Eppure, non è lo stesso sforzo sentire io e sentire noi. Perché il noi ha un prezzo, quello di dover accantonare dosi dell’io. Il noi richiede di mitigare e affievolire l’io, di modulare con gli altri le nostre preferenze, le nostre convinzioni, le nostre scelte. Ci è richiesto lo sforzo di ascoltare, di tollerare, di pazientare, di accettare. Il noi ci tiene lontani dalla solitudine, ma non è esente da fatica.

Vi è un sentire noi come urgenza dell’affetto, del bisogno di amore, di amicizia e di legame che disseta l’io. Una ragione potente per sacrificare e rinunciare a dosi dell’io, ottenendo un noi che ci ricambia quasi sempre abbondantemente di ciò che perdiamo della nostra individuazione.

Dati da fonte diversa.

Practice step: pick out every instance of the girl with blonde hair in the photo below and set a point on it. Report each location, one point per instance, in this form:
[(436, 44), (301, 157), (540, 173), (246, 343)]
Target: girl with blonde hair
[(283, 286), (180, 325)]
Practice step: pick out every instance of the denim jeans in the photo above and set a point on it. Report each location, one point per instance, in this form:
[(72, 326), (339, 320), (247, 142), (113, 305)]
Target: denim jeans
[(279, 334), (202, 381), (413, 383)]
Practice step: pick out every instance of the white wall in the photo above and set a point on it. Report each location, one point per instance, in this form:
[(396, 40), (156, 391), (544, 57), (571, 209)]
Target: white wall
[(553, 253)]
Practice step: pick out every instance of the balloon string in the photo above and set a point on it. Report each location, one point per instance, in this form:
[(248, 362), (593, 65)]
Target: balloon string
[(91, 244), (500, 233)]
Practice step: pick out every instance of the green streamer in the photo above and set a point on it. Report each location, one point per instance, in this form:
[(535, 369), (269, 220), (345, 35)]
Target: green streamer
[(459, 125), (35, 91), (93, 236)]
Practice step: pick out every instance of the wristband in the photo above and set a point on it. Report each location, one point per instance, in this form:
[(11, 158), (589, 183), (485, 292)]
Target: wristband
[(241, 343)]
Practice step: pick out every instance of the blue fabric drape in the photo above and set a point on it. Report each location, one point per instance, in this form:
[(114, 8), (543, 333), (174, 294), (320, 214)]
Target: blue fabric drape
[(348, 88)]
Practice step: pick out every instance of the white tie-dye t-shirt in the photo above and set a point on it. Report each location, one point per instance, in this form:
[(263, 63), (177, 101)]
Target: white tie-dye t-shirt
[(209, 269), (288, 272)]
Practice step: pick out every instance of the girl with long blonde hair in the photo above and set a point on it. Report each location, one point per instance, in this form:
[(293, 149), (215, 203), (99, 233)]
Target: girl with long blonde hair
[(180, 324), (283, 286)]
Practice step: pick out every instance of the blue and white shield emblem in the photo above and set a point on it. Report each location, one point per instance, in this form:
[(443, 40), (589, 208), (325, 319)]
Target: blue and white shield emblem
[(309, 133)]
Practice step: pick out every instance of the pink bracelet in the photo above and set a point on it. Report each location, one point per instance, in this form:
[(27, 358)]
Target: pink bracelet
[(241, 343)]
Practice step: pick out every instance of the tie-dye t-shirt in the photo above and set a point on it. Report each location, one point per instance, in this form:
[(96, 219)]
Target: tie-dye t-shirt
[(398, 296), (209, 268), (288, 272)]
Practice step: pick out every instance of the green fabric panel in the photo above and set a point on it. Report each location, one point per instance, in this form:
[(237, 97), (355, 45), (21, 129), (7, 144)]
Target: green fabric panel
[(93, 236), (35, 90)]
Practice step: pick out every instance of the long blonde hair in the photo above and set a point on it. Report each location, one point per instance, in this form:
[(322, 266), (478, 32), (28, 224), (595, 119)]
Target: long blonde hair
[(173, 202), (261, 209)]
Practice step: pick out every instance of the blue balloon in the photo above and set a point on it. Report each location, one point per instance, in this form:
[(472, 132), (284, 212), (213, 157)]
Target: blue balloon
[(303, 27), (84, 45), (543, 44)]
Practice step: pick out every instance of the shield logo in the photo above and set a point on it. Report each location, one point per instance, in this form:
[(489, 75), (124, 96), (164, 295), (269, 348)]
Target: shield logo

Ma vi è anche un altro modo del noi, del nostro legame con gli altri, non per procurarsi una comunità d’affetto, ma per costruire una comunità civile, di convivenza sociale. Anche per realizzare questo noi l’io deve privarsi un po’ delle sue proprietà e delle sue libertà. Deve impegnarsi. Per vivere questa forma del noi non ci si può affidare all’energia che ricaviamo dalla simpatia, dall’affetto o dal contatto accogliente. Il noi che supera il perimento dell’amicizia e dell’intimità relazionale, della prossimità affettiva, per millenni è stato alimentato dalla necessità della sopravvivenza: dell’insieme che protegge, della similitudine che soccorre, della legge che tutela. Amore o fragilità, affetti o vulnerabilità sono state le due cerniere del noi. 

Cosa sappiamo la mente possiede una costante plasticità. Muta attraverso le esperienze che vive.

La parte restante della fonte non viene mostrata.